Similar to observations made in BCL2 or BclX transgenic mice, MCL1 overexpression led to splenomegaly with extended extra-medullary haematopoiesis correlating with enhanced leukocyte survival ex vivo [69,70]. Vav-Mcl1 transgenic mice, similarly to hMCL1 transgenic mice, were also predisposed to different types of late onset B cell lymphomas that in the first model were mainly derived from pre-B or stem/progenitor cells [69] while the latter model presented frequently with follicular lymphoma and diffuse large B cell lymphomas later in life [71]. H2K-MCL1 transgenic mice showed accelerated Eμ-Myc-driven lymphomagenesis comparable to those overexpressing BCL2 but, due to Mcl-1 shorter half-life, MCL1-overexpressing tumours were more prone to cell death upon drug treatment impinging on protein stability, such as etoposide or vincristine, than those from BCL2 transgenic mice [69,72].

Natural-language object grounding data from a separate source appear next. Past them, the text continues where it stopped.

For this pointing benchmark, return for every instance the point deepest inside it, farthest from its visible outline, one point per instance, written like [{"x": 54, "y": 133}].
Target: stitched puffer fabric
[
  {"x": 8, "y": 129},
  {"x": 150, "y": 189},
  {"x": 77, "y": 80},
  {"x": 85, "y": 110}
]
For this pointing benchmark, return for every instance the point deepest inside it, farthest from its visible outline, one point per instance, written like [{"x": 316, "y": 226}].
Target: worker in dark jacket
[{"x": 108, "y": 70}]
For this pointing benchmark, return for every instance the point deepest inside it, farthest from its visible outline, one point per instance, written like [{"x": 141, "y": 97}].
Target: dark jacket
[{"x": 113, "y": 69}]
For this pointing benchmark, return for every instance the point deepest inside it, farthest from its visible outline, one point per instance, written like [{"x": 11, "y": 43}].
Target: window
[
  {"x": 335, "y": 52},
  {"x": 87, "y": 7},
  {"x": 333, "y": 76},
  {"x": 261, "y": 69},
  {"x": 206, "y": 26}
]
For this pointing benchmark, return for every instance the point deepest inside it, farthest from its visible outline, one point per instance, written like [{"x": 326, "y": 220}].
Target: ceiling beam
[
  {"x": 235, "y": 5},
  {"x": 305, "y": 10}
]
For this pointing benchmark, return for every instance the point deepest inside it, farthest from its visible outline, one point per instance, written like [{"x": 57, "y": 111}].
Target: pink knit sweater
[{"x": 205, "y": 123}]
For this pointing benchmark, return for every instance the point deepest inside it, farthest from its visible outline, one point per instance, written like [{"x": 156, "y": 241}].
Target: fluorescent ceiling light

Mcl1 loss-of-function was studied extensively in different models (Table 1). Poly-IC-triggered timed deletion in Mcl1^fl/− Mx-Cre mice resulted in rapid mortality 12 to 21 days after Mcl1 ablation. These mice were highly anaemic and exhibited symptoms of bone marrow failure, due to impaired stem cell survival upon Mcl1 depletion. qPCR analysis of Mcl1 mRNA levels in cells from wild-type mice confirmed high expression levels in HSCs induced by stem cell factor (SCF) treatment, moderate levels in common lymphoid progenitors or common myeloid progenitors and low expression in megakaryocyte-erythrocyte progenitors and granulocyte-monocyte progenitors. Notably, HSC and committed progenitor populations were all diminished upon Mcl1 deletion, while erythropoiesis was not affected [73]. Low-level Mcl1 expression may explain in part the lack of phenotype in monocytes/macrophages upon LysM-Cre mediated deletion [74,75] or in megakaryocytes upon Pf4-Cre mediated deletion [52].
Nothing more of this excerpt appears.